Véritable succès de curiosité, la série de représentations prévue du 21 au 26 avril 2026 affiche déjà complet pour le grand public, témoignant de l’engouement suscité par leur signature artistique unique.
Portée par cinq interprètes d’une puissance phénoménale (Maïka Giasson, Brianna Lombardo, Frédérique Rodier, Lou-Anne Rousseau, Jossua Satinée), Labour s’impose comme une œuvre au minimalisme percutant. Ici, on oublie la politesse esthétique pour plonger dans une physicalité brute, moite et viscérale. C’est une pièce qui ose l’absurde pour mieux révéler une force partagée, une intimité collective ancrée au cœur de la pluralité des expériences féminines.

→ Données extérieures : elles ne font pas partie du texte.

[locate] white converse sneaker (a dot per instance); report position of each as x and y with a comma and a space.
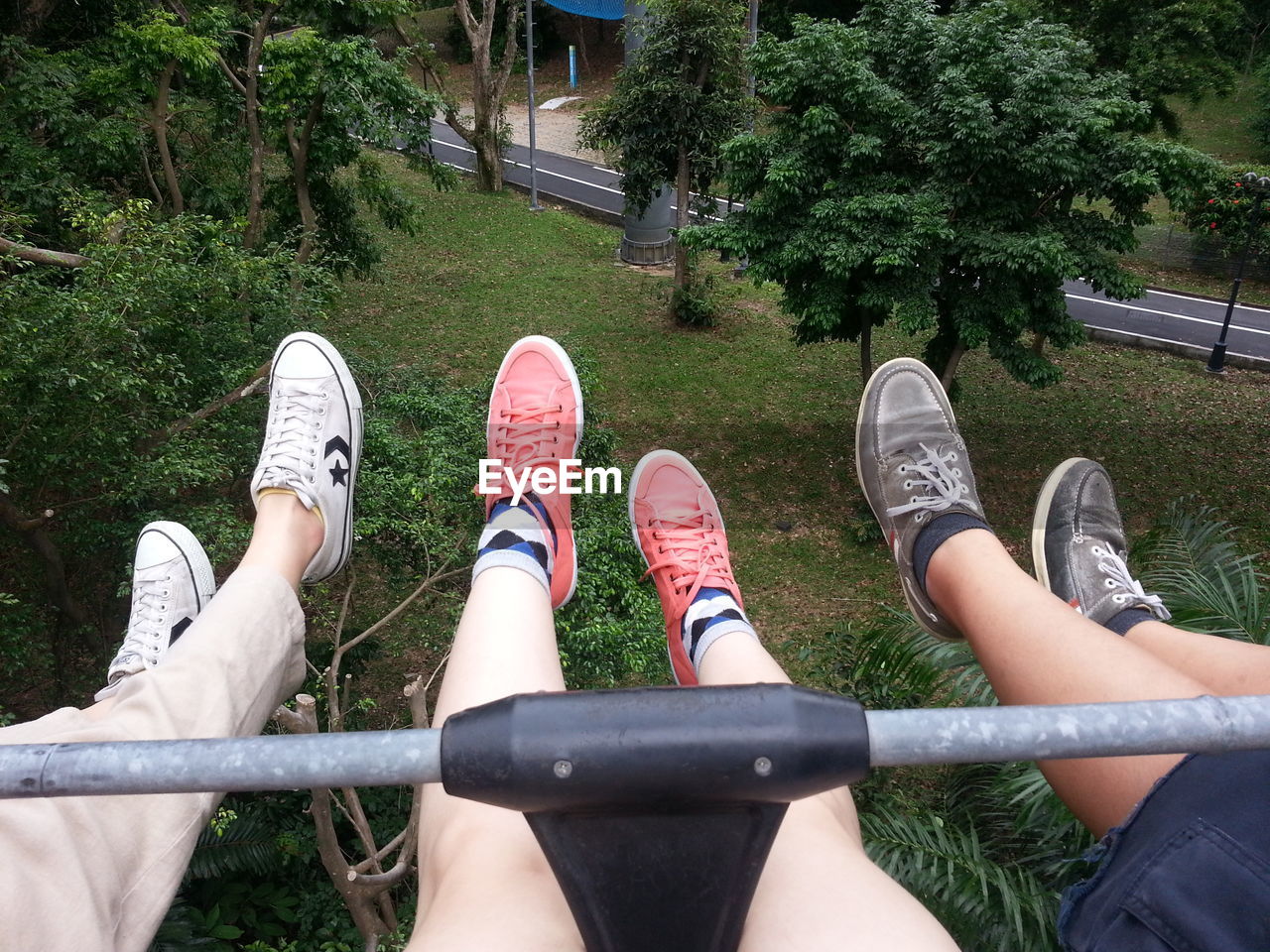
172, 583
313, 442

Entre un humour décalé, une endurance impressionnante et une vulnérabilité à fleur de peau, la chorégraphie met enfin en lumière le travail invisible des femmes. Elle célèbre ces forces radicales qui, dans l’ombre, bâtissent, transforment et réparent notre monde.
Sous des cadences instables et électrisantes, Labour transforme le corps en un véritable lieu de métamorphose. Les gestes de soin y rencontrent une puissance collective brute, offrant une réponse magistrale aux réalités fragmentées de notre époque contemporaine.
Une résilience scénique : rendez-vous en 2027
Pour ceux qui n’auraient pas eu la chance de réserver leur place pour ce premier volet, la compagnie a déjà annoncé une excellente nouvelle : devant la force de la demande, des représentations supplémentaires ont été ajoutées pour l’hiver prochain. Le public pourra ainsi découvrir (ou redécouvrir) cette œuvre les 24, 25 et 26 février 2027 à 19 h.